==================

Verifiers and Legal Benchmarks

Another hastily written blog

Verifiers

Part of the law is verifying truth. In textbook format this is as often converting reasoning into verifiable symbolic logic, eg P/Q truth tables: This is easy in mathematics, because there are steps to get to the next statement and each substep is verifiable in and of itself. But in argumentation, the steps themselves aren’t so clean-cut as the state progresses; eg ‘the argument’ can only be verified at the end.

So what we’re attempting to do is take an llm and turn it’s logical arguments into a series of verifiable statements.

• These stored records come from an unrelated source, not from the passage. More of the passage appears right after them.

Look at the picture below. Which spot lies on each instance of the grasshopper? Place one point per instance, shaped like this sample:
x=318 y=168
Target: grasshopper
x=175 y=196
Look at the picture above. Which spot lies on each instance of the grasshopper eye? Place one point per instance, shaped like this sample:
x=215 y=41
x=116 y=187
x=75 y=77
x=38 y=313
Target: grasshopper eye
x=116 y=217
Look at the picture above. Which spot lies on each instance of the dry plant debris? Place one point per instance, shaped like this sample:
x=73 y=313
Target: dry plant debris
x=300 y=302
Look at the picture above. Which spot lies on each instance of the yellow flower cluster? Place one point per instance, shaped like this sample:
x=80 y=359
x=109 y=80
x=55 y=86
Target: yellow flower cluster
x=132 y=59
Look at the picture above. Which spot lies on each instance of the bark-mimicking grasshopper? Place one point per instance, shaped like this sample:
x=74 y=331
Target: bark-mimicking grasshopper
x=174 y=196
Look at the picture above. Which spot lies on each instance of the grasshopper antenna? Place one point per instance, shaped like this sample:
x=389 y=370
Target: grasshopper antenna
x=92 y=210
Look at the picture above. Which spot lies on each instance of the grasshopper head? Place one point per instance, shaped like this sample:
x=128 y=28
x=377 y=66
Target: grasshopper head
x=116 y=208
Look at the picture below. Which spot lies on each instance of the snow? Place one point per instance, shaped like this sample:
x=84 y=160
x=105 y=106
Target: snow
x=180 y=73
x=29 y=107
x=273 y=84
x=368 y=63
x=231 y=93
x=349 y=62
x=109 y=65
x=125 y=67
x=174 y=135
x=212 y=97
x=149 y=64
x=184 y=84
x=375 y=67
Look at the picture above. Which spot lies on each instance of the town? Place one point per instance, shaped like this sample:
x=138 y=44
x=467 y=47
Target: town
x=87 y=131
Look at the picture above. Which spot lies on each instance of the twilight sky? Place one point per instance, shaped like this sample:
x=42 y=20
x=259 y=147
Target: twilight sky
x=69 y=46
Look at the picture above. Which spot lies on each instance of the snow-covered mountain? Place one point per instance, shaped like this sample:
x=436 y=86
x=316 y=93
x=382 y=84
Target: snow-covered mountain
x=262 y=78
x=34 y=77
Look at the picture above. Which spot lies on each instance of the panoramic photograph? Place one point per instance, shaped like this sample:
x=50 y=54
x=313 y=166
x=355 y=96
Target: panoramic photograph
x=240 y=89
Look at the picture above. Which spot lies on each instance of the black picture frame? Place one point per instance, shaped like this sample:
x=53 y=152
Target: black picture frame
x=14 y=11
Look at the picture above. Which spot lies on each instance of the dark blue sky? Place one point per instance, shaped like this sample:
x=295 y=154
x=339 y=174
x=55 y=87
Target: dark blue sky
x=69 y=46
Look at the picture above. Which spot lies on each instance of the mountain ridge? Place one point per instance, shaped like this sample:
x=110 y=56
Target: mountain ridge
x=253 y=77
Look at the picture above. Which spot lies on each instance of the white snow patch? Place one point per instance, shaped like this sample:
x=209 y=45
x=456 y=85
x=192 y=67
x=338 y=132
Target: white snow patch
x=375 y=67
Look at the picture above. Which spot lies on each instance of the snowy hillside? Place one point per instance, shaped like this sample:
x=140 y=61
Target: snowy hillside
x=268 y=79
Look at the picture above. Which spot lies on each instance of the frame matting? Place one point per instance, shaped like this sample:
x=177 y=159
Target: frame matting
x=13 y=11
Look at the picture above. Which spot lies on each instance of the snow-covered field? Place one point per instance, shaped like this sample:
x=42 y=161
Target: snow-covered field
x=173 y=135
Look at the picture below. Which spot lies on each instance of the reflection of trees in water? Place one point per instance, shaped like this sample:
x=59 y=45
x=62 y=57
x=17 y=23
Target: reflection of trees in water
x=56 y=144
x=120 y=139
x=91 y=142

This is a bit in line with Deepseek’s lean prover, VerifierQ,Ilya’s old work. There are tons of paper’s on verifying math. So we’re not trying to do anything new here, we’re just trying to apply it to the legal domain.

It’s funny, the proof can be false logically (the p/q table will be invalid), but stand true on flawed law (which is it’s own can of worms). So how can we decompose tricks into validating legal reasoning?

There are some cool ways to do this: text -> break into logical structures -> verify logical structures -> convert to lean -> verify proof -> proceed. Most models, even the best ones, aren’t very good at one-shotting this, so you have to experiment a bit to get the right structures. But spending time here is a critical step in verifying reasoning/eval sets based on complex reasoning tasks

I have a very complex private legal benchmark that requires a few different structures to accurately validate, but the gist of this is that ESSAY/MULTIPLE_CHOICE require a verification structure, while QA/GENERAL/CASELAW can be validated w/ more simplistic regex-style validation. The dataset is split into a training, test, and validation set with an 80/10/10 split. The evals below are the results of the test set.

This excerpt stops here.